One scenario in Iraq goes like this: Insurgents finally succeed in concocting chemical weapons and use them against U.S. troops. Not only could it happen, it nearly did, American arms investigators say.
They say Iraqi resistance groups have tried to manufacture “CW,” and one might have managed it if the Americans hadn’t swooped down on them. The danger has even spilled over into Jordan, where authorities say a plot hatched in Iraq aimed to kill thousands with “poison clouds.” The threat demands “sustained attention,” says the chief U.S. arms investigator.
The insurgents’ work on chemical arms was disclosed in the final report of Charles A. Duelfer’s Iraq Survey Group, the account of its fruitless 18-month hunt for weapons of mass destruction in Iraq.
In a little-noted annex of the 350,000-word document, the joint CIA-Pentagon teams tell of having broken up an insurgent group last June that for six months tried to make weapons agents.
The group had recruited a Baghdad chemist and obtained chemicals from farmers who looted state companies and from shops in Baghdad’s chemicals market, the report said. They first tried to make tabun, a nerve agent, but couldn’t get the ingredients. Then the chemist, who had no weapons-making experience, was unable to manufacture the blistering agent mustard, although he had the right chemicals, the report said.
The insurgents hired another chemist, who succeeded in making ricin base, a poisonous plant extract, from castor beans, but at that point a U.S. raid on the laboratory, at Baghdad’s al-Abud trading complex, disrupted the network.
The raiders did not capture leaders and financiers of the “al-Abud network,” who the report said included Sattam Hamid Farhan al-Gaaod, an international trader said to have been close to ousted president Saddam Hussein. The insurgents also apparently took away nine mortar rounds that had been loaded with the insecticide malathion, the report said.
The U.S. command in Baghdad says no further progress has been made tracking the group since the Duelfer report was issued last October.
“The most alarming aspect of the al-Abud network is how quickly and effectively the group was able to mobilize key resources and tap relevant expertise to develop a program for weaponizing CW agents,” the report said.
It said that with time the insurgents might have mastered weapons-making, with “devastating” consequences for U.S. forces.
The Duelfer account also said various sources reported insurgents were trying to produce chemical weapons elsewhere in Iraq.
In November, U.S. and Iraqi forces retaking the city of Fallujah reported apparent evidence of that: an insurgent “chemical lab” where they found the poisonous industrial compound hydrogen cyanide and a book of instructions for making potential chemical weapons.
Weeks earlier, in mid-October, Jordanian authorities said they had foiled planned chemical attacks by suicide bombers on Jordanian government targets.

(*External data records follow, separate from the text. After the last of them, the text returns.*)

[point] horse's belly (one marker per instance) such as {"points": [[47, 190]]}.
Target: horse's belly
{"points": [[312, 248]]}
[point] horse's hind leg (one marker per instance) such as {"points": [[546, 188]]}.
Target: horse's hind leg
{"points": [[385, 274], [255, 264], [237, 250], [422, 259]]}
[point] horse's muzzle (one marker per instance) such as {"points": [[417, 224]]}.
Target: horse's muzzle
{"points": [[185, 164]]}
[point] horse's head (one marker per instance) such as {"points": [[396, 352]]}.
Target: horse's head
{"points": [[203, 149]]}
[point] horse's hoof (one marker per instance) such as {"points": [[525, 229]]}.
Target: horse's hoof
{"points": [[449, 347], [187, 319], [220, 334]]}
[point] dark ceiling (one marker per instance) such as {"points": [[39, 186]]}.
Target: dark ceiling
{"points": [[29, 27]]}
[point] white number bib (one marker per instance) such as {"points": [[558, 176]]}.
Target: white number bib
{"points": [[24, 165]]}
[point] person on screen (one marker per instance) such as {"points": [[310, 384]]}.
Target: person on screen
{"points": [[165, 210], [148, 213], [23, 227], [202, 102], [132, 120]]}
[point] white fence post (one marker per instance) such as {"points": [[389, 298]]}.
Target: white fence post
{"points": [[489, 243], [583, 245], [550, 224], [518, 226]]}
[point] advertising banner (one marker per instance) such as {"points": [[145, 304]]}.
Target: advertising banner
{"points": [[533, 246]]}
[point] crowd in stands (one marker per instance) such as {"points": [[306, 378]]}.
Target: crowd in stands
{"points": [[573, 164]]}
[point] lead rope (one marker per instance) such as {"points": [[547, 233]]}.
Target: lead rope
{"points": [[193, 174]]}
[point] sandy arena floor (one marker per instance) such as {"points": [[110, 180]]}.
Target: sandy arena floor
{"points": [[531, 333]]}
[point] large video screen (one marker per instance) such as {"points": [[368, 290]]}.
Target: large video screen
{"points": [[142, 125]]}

They said the plot was conceived by alleged terrorist leader Abu-Musab al-Zarqawi, a Jordanian fugitive in Iraq. Nine alleged accomplices are on trial in Amman.
The prosecution claims the explosions would have created “poison clouds” and killed thousands. The compounds reported seized were mostly ingredients for explosives, however, not chemical weapons, although the list includes “pesticides,” possibly a weak substitute for more effective chemical agents.
The Duelfer report warned that chemical weapons-makers from the old Iraqi regime might help insurgents make more sophisticated agents. The U.S. government has been planning to keep Iraqi weapons scientists occupied with nonmilitary projects, but that program thus far involves only 125 of them, of an estimated 500 targeted.
Some outside experts suggest the likelihood and impact of insurgent-brewed weapons may be overstated.
Not only are chemical weapons difficult to make, but “they are notoriously difficult to use,” said John Eldridge, editor of Janes Nuclear, Biological and Chemical Defence.
“They use rocket launchers,” this British expert said of the insurgents, “and trying to put a chemical warhead into a rocket is pretty difficult.”
British researcher Richard Guthrie, of Sweden’s Stockholm International Peace Research Institute, also cited the difficulty of working with the deadly nerve agent sarin, which is colorless and odorless, requiring advanced equipment to know when it is leaking.
Neither saw much tactical need for the insurgents to go to such lengths, but Guthrie saw a possible psychological edge.
“A lot of high-level attention is paid to chemical and biological terrorist issues,” he said. “If you’re an insurgent group planning priorities and tactics, and the signal is sent that this is what people are scared of, you put more effort into doing that.”